Dans un ouvrage cinéphile et passionné, Antoine Sire brosse le portrait de ces actrices hollywoodiennes qui ont su combattre le mâle.
Cinq ans de travail dont deux à temps plein, 1200 films visionnés, 1266 pages au garrot. Antoine Sire a véritablement payé de sa personne pour venir à bout de Hollywood, la cité des femmes, ouvrage cinéphile et historique, premier du genre, consacré aux actrices de l'âge d'or de l'usine à rêves, entre 1930 et 1955. Monroe, Kelly, Tierney, Garland, Hepburn, Gaynor, Faye ou Garbo, elles sont toutes là, et plus encore, dessinées en une plume sobre par un amoureux des aventures humaines.
"J'ai voulu réparer une injustice, souligne Antoine Sire. Derrière le glamour un peu superficiel entretenu par les studios, se cachent des femmes qui combattent les stéréotypes et cherchent la singularité. Leur féminisme n'est sans doute pas politique, mais il existe bel et bien."
En écho au combat actuel pour la parité
Dans son avant-propos, l'auteur trouve d'ailleurs une jolie formule pour évoquer ces actrices et, du coup, résumer l'ambition de son ouvrage: "Elles brillent en haut de l'affiche, mais elles travaillent au fond de la mine." De fait, ce livre s'échappe rapidement de la simple galerie de portraits pour raconter une époque, une industrie, une mythologie, mais aussi, et surtout, la façon dont toutes ces comédiennes, parfois devenues stars, ont réussi à s'imposer dans un univers essentiellement masculin.
Et, plus que s'imposer, à affirmer un statut professionnel et social autre que celui de simple faire-valoir. C'est d'ailleurs le paradoxe de Hollywood, hier comme aujourd'hui: considérer l'obligation de mettre en valeur les actrices et les personnages féminins et ne jamais les valoriser, quand ce n'est pas minimiser leur importance, voire le combat actuel pour une parité salariale.
Trois actrices à poigne
Trois d'entre elles, sont emblématiques de cet âge d'or, chacune ayant poussé le bouchon plus loin.
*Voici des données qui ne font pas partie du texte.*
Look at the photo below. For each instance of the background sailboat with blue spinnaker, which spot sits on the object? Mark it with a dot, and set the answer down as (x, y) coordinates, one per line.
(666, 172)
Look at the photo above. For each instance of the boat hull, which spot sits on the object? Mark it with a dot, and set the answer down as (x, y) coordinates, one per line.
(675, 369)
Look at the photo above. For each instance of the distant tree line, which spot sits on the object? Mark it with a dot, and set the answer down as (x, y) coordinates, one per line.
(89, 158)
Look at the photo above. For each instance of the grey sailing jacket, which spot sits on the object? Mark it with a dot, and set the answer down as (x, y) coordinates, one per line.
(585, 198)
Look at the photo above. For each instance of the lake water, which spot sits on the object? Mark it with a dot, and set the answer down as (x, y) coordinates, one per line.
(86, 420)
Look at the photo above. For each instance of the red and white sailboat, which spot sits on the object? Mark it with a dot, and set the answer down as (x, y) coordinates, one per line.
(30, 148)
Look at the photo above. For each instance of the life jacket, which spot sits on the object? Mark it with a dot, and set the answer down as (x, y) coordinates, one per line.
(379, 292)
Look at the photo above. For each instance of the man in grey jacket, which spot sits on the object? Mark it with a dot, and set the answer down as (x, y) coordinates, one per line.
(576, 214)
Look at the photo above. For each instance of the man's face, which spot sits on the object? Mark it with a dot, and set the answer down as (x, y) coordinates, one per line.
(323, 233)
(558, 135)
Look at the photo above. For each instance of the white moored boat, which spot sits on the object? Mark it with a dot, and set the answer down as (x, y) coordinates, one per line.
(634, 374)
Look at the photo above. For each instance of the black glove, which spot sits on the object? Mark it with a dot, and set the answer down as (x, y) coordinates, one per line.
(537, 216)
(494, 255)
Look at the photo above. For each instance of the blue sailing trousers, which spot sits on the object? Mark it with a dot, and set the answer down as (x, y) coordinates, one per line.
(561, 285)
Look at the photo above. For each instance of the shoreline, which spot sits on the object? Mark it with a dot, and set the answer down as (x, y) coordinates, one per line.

Katharine Hepburn portait la culotte autant que ses partenaires masculins et endossait le rôle de la femme moderne. Barbara Stanwyck, pour laquelle Antoine Sire a une affection particulière, s'est affranchie des fanfreluches pour jouer les dures, les méchantes et les meneuses d'hommes - voir Quarante Tueurs.
Enfin, beaucoup moins connue aujourd'hui, Myrna Loy, plus de 120 films au compteur tout de même, actrice préférée des Américains dans les années 1930, a tranquillement secoué les habitudes sociales d'alors. Le couple qu'elle formait à l'écran avec William Powell - sexué, déluré, drôle, libre - a, selon Sire, "servi de modèle de complicité conjugale à des millions de ménages".
Ce n'est (heureusement) pas un dictionnaire que propose Antoine Sire, c'est un cri du coeur pour ces femmes qui ont su tordre la mythologie pour se faire entendre. Sacré boulot, Mesdames.
Par Eric Libiot/lexpress.fr
HOLLYWOOD, LA CITÉ DES FEMMES, par Antoine Sire. Institut Lumière/Actes Sud, 1266p., 59€.